Вот и все. Как приговор. Во сне ты ворочался и метался. Все еще надеялся, что проснешься — и ничего не будет: ни этого утра, ни необходимости идти куда-то, ни вообще оккупации. Надеялся, что вдруг все вокруг изменится и обернется игрой. Как раньше, когда про войну ты читал в книгах и смотрел кино. И вместе с теми, на экране, испытывал подъем духа, азарт, воодушевление! Сегодня ничего этого в тебе нет. Почему? Ты не такой, как полагается быть настоящим героям? А может, утром они тоже не хотели вставать и тоже видели страшные сны! Кто может знать, что было у них в мыслях? И наверное, им так же хотелось спать.

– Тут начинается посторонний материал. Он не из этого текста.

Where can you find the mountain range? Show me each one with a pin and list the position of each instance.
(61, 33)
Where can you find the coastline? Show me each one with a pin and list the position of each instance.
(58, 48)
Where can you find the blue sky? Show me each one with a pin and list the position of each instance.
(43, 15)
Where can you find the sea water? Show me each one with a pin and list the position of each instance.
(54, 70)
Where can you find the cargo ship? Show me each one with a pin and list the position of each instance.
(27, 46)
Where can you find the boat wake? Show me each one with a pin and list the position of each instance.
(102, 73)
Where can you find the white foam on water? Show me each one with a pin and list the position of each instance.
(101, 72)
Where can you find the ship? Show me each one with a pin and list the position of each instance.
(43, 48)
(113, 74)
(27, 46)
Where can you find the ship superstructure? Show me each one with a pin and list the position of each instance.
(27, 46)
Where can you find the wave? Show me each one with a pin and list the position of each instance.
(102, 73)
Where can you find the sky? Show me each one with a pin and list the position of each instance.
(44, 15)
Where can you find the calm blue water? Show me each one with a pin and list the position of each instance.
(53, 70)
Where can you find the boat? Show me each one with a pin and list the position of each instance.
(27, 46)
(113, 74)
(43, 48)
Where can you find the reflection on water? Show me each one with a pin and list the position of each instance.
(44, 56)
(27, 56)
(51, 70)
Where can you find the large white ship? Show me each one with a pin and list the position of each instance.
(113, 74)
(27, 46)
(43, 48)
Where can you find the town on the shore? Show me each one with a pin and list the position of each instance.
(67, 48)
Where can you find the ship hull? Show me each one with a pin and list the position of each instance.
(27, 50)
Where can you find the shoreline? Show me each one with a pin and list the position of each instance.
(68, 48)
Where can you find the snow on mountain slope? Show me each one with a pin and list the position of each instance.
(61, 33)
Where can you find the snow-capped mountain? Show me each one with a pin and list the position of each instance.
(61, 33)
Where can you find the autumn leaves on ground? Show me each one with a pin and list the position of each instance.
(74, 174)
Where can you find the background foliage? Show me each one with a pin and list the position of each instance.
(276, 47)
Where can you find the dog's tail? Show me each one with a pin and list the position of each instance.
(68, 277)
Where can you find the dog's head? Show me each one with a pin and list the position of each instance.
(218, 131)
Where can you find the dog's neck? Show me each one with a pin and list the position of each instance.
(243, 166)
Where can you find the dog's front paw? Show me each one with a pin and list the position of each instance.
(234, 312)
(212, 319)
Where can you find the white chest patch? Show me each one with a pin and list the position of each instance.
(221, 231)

И, видимо, нет иного выхода, чем деловитое спокойствие, с которым мама говорит:

— Костюм в шкафу…

Все, что она произносит, прежде чем мы уйдем из дома, и, быть может, навсегда. Я непослушными руками ищу костюм. Он под тряпьем. Все, что у нас осталось, — ни на что не годное барахло. А под ним — новенький костюм… Быть может, так же все происходит и с мыслями: настоящие, самые главные, где-то под «барахлом». И словно «оттуда», из глубины, я смотрю на то, что происходит со мной. Интересно, так ли было с теми? Вот мама. Я знал, как она не хотела ввязываться!.. Как она говорила: «Жизнь научила меня быть осторожной». Она и сейчас старается «соблюсти осторожность», когда говорит:

— Тронулись.

О чем она думает? Все просто: о том, чтобы не опоздать!

Я с отвращением дожевываю черствые корки, последние из тех, которые принесла мать из госпиталя. Варенье, которым когда-то поливали этот сухой кусок хлеба, впиталось, и только если с силой провести по куску языком, казалось, можно ощутить немного сладости. Но сладости не было.

— Запирай дверь как следует.

Она еще надеется вернуться, говорит эти слова так, как будто мы с ней уходим в гости! Я смотрю на нашу ободранную дверь, на обрывки черного дерматина, из-под которого выглядывают клочья ваты, и думаю, что эту вату нужно было использовать для одеяла: все равно пропадет! Мне очень жаль себя, и мама, понимая это, берет мою руку к себе под мышку. Она ведет меня рядом с собой, и я начинаю ощущать себя ее кавалером… И когда мы идем мимо гостиницы «Националь», мне хочется показать матери карандашные штрихи мастера, который жил давно-давно. До нас. И его нет. И нас не будет.

Но я ничего не говорю, только покрепче беру под руку свою маму — я веду ее как настоящий «лыцар». Мне даже хочется, чтобы мать поскользнулась на мосту, чуть-чуть, а я бы поддержал ее своею сильной рукой.

Мама не поскользнулась, она деловито ушла в двери госпиталя, я — в свою больницу.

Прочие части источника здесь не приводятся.